Much more of Wonder Woman #25 focuses on her heart, which is heavy and wounded. She spent a great deal of her recent journey trying to save Dr. Barbara Minerva from the clutches of Cheetah, but circumstances beyond her control make that impossible. That's pretty heart-wrenching because when something is impossible for Wonder Woman, who regularly deals with gods, monsters, and Batman, that makes clear that some things are just beyond anyone's control.
She still makes an effort to help her former friend. She also makes a desperate plea for help from the last person who would want to help her. Even with all her love and heart, it isn't enough. It shows in the way she fights. Even her fellow friends on the Justice League sense it. When she finally gets around to confronting it, she has to essentially accept what she can't control. The truth may hurt, but that doesn't make it any less important. There are people who go their entire lives avoiding that. Wonder Woman confronts it, even when she's angry and wounded. Given her immortal heritage, that's quite an accomplishment.

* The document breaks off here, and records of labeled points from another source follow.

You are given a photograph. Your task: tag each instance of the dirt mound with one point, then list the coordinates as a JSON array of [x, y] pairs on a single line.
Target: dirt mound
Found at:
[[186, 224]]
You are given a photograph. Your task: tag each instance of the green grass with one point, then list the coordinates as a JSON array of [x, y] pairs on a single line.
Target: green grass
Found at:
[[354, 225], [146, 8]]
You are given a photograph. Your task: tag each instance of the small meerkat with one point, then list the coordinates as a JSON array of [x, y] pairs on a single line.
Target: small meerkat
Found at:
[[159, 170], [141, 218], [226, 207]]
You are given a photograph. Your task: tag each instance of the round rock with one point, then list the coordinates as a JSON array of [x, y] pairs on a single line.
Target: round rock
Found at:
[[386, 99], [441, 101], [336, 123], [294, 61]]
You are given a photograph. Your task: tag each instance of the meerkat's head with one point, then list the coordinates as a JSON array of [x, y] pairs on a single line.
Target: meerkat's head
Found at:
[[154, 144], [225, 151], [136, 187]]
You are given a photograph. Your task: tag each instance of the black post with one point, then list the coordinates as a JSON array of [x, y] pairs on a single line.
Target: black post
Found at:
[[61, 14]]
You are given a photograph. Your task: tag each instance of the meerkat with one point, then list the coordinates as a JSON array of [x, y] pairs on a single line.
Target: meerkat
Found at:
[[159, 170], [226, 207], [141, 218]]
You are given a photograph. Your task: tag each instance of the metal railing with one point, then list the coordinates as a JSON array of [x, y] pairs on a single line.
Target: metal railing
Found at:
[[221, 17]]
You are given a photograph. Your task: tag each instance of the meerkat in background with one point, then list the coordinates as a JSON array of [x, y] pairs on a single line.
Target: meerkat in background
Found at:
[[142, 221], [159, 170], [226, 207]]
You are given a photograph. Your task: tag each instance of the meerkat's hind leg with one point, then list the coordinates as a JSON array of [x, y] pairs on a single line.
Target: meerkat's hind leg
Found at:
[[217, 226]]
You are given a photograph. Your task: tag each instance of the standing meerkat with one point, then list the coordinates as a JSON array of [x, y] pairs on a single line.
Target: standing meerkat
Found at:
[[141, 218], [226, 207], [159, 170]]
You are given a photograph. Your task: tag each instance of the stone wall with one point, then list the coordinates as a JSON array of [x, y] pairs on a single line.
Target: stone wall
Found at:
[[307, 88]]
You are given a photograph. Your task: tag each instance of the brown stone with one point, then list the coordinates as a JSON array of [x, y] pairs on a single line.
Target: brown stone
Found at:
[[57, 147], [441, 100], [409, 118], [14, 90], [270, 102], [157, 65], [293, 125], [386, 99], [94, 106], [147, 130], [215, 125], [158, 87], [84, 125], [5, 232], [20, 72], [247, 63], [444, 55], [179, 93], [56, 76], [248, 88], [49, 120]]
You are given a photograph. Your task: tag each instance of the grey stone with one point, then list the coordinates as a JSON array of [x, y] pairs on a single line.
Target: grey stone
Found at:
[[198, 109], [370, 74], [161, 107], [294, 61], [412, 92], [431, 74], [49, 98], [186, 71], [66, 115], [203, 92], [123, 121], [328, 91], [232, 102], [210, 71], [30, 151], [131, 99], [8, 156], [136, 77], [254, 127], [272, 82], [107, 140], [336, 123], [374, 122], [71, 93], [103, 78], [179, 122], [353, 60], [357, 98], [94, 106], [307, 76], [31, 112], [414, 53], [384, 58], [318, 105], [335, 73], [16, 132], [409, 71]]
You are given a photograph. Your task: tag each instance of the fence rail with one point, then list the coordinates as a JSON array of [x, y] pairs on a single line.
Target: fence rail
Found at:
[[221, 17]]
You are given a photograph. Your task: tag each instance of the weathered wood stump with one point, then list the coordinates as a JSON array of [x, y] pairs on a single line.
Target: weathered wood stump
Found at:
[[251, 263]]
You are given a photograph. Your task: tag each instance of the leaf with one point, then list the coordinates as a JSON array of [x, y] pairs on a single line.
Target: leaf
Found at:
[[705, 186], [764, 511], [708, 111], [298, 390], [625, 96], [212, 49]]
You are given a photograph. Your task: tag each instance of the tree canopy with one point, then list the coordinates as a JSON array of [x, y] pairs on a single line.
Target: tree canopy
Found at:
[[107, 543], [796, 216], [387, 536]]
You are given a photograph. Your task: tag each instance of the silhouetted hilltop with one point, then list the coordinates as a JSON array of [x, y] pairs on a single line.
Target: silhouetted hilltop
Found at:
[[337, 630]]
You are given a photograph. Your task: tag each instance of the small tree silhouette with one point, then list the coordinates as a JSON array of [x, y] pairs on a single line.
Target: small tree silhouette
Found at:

Rucka goes heavy on the symbolism, giving Wonder Woman a love/hate relationship with her magic lasso at a time when the truth can hurt even an immortal warrior woman. Sharp's colorful artwork keeps the tone of the story from getting too bleak or dire. In the end, her willingness to take back her lasso and accept the harsh truth for what it is highlights the end of a journey that Wonder Woman needed to take. It's a journey that strengthens every part of her character, as well as those around her.
As fitting an end as Wonder Woman #25 is to that journey, it does gloss over a few issues and rushes a few others. There's never a clear resolution with Cheetah and Wonder Woman's acceptance of the truth feels somewhat rushed. The fact she only needs a pep talk before taking back her lasso feels somewhat unremarkable, if not contrived. There are a lot of arguments she could've and probably should've had with the gods that deceived her. However, those conversations are essentially shrugged off in favor of some sexy time with Steve Trevor. On some levels, though, that's a fair trade-off.
Overall, Rucka's run on Wonder Woman is a remarkable accomplishment. At a time when Gal Gadot, Chris Pine, and Patty Jenkins are elevating Wonder Woman's star to new heights, her DC: Rebirth journey finds a way to make that star burn a little brighter. Wonder Woman is tough, compassionate, loving, loyal, and beautiful on every level. It's not something that most people need to be reminded of, but some reminders are still worth having.